Things got worse after that. By the time we came to the United States in 1939 the quota was zero, and we were able to come only because we were bringing my great-grandfather to visit his son, who was in the U.S. There was no way you could stay. Our family was able to stay only because the congressman in Arizona put a special bill in Congress. The Chinese Exclusion Act was a zero quota. China was our ally during World War II so Chinese were given a quota of 105 people. That was in 1943. Then none of the laws changed again until 1965. I remember when I was five years old and living in Los Angeles the people behind us were Japanese Americans and I remember the day they just disappeared. And no one explained it either. We knew that they went away to the camps but they were just gone. They had to sell everything.

BA: I was very moved when you were talking about how we are affected by what comes before and then that affects the future. You talked about how things come back to you, and I was wondering if you have ever thought of making a film about those things in your life?

I was thinking about that today, and I thought that what really drives me and my work is emotion, feeling, the things you love and the things you are drawn to and want to do. Yet the whole process by which you actually create the piece is offered in tiny, little fragments. Somewhere along the line, for me, what happens in the carrying out the execution of it, is that my feelings get cloaked and they take another form. They are not my feelings but the feelings I have in order to understand something else and what I am trying to do is to get that clear.

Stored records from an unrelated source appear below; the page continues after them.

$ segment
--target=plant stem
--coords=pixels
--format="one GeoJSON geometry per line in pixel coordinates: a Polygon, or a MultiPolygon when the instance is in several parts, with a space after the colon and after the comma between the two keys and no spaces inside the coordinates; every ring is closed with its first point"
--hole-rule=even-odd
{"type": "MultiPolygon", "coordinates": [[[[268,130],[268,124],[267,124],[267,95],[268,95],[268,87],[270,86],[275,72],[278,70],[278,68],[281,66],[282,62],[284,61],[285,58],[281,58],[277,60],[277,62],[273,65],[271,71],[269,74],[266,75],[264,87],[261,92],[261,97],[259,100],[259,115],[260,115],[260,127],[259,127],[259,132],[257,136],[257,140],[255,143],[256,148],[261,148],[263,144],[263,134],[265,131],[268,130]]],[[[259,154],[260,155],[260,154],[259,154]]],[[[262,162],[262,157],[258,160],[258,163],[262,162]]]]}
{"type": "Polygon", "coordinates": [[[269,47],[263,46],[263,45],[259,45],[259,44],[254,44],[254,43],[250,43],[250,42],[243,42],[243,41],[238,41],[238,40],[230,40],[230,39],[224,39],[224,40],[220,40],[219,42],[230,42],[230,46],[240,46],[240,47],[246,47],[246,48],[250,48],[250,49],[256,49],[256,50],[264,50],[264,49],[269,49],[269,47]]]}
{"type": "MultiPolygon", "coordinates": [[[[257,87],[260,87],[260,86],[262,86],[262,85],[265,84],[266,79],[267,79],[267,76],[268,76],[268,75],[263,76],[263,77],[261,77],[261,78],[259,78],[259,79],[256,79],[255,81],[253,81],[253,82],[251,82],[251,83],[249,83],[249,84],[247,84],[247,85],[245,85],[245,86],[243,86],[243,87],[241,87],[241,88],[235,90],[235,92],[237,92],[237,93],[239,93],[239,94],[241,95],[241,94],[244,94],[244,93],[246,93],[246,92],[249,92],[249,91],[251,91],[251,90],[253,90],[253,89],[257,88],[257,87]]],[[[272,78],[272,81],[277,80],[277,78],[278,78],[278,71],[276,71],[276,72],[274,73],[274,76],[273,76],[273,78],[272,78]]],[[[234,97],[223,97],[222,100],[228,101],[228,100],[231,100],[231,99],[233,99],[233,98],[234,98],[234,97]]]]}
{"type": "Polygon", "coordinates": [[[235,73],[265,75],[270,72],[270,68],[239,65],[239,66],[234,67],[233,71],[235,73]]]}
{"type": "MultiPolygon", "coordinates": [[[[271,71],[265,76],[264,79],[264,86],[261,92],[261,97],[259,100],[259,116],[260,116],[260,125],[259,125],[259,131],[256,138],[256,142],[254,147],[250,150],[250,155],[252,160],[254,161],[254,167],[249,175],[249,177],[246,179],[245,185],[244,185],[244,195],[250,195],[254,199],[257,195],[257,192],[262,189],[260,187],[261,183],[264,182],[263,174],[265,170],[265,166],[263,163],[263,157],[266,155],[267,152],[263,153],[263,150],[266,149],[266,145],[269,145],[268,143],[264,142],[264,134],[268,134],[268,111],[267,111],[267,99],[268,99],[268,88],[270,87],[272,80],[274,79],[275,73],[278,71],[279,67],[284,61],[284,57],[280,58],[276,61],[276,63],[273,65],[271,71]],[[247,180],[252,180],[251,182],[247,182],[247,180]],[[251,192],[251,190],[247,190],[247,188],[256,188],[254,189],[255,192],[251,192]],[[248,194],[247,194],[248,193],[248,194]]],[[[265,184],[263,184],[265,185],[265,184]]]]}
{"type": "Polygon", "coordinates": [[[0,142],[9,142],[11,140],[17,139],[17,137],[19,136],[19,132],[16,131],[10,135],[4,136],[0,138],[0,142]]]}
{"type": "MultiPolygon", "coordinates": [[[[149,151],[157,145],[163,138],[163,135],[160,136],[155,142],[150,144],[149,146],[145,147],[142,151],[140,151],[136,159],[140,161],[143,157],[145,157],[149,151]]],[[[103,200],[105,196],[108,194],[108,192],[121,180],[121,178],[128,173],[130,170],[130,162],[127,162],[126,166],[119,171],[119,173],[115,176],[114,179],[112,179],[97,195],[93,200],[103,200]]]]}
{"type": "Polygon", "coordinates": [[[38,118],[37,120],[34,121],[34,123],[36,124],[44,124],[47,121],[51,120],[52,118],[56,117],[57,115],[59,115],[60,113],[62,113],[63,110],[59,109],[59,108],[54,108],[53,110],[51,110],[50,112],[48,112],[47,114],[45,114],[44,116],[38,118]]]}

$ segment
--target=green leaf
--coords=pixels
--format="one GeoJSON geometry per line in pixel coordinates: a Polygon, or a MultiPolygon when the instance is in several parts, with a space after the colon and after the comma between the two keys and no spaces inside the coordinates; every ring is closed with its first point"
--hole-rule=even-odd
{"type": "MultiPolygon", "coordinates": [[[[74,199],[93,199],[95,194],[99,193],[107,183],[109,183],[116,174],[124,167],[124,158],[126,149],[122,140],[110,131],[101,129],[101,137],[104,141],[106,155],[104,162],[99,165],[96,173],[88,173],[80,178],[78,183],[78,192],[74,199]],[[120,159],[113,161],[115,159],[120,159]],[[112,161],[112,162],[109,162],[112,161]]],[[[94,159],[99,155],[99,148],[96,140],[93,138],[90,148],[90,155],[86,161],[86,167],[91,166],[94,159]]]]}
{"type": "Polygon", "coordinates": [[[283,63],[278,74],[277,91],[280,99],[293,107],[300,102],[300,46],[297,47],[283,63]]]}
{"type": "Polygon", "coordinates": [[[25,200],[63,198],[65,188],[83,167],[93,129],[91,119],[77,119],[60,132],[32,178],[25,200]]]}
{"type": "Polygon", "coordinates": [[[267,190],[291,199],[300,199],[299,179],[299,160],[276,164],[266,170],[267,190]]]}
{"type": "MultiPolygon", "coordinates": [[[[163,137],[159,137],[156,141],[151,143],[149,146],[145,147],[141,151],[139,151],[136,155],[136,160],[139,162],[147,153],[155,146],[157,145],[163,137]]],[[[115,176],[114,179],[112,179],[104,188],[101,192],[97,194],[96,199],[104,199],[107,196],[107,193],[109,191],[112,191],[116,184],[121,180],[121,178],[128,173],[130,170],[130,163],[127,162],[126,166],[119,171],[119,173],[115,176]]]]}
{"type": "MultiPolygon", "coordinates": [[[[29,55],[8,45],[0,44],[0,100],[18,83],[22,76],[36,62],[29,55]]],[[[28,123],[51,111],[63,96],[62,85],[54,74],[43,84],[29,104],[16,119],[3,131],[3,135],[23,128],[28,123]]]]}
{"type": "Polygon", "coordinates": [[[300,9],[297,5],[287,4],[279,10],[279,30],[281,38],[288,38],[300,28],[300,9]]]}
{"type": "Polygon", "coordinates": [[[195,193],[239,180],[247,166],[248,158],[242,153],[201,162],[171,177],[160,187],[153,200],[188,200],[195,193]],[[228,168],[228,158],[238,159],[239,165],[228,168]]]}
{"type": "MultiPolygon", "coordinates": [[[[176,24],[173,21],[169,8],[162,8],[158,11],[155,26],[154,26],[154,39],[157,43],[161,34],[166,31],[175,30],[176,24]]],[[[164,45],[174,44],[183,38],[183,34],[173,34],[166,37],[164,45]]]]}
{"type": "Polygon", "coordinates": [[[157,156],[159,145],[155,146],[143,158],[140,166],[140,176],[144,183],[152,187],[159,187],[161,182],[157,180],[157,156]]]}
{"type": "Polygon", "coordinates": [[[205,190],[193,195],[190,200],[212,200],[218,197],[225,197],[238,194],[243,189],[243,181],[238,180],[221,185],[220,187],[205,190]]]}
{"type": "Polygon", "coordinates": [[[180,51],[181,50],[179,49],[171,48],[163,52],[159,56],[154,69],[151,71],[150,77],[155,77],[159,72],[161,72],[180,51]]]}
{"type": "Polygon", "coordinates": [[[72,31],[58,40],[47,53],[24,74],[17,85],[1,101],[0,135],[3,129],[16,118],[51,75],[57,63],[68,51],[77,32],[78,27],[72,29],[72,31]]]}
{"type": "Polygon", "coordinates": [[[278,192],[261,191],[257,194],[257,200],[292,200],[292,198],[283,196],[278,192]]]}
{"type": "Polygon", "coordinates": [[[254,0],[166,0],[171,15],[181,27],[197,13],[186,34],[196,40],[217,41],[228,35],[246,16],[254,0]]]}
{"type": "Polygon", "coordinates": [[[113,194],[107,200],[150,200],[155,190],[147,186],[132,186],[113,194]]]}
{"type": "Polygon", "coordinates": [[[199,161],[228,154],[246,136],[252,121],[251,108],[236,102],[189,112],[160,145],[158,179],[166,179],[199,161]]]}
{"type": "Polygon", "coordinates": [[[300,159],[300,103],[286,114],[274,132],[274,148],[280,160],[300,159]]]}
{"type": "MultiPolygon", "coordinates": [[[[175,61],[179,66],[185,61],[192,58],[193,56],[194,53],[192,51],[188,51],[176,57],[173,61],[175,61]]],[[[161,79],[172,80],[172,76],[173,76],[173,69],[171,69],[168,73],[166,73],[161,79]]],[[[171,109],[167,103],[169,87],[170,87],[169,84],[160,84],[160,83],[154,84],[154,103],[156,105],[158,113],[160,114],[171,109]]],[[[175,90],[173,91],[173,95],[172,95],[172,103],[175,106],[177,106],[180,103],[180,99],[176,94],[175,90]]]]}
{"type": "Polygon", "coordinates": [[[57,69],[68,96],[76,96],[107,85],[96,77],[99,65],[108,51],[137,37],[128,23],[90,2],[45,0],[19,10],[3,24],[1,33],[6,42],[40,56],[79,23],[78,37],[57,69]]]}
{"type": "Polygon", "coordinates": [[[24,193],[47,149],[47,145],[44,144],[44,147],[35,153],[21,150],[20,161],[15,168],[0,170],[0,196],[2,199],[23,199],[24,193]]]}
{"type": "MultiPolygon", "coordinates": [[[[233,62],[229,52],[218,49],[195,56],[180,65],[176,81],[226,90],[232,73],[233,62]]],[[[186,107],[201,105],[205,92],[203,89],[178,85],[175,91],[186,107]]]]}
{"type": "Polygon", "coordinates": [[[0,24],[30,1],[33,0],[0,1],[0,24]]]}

What you are talking about is what do I want to do, or do I see doing a piece of work that is based on my feelings. I am coming to think about that a lot more. I do know that the direction I want to move in is to be much more subjective and to find a way to acknowledge that. To bring that forward as the subjective feeling of this person.

The person who is the author of this piece. I don't see myself ever on camera. I did use my voice in narration for the first version of Color of Honor but it was in response to an emergency. I was in the midst of doing my postproduction sound, and I had spent two thousand dollars on a narrator with a lot of takes on different pieces of it.

I was laying in his voice when my husband and daughter walked in, and my husband said, "Is that the narrator's voice? You can't use him!" I said, "Why, what's the matter?" "He's terrible, Loni!" I said, "Oh, no, no! I picked him out of fourteen people!" So I turned to my engineer, who was a person of real judgment and taste, and asked him what he thought. He said, "Well, he sounds like someone who is being paid to say what he is saying. Why don't you do it?" So I sat down and did it. I will say that I thought that my own narration was better than the narration I got later.

That is as close as I have ever gotten to putting myself into a film, and I think right now that's as far as I am likely to go in terms of using my own voice.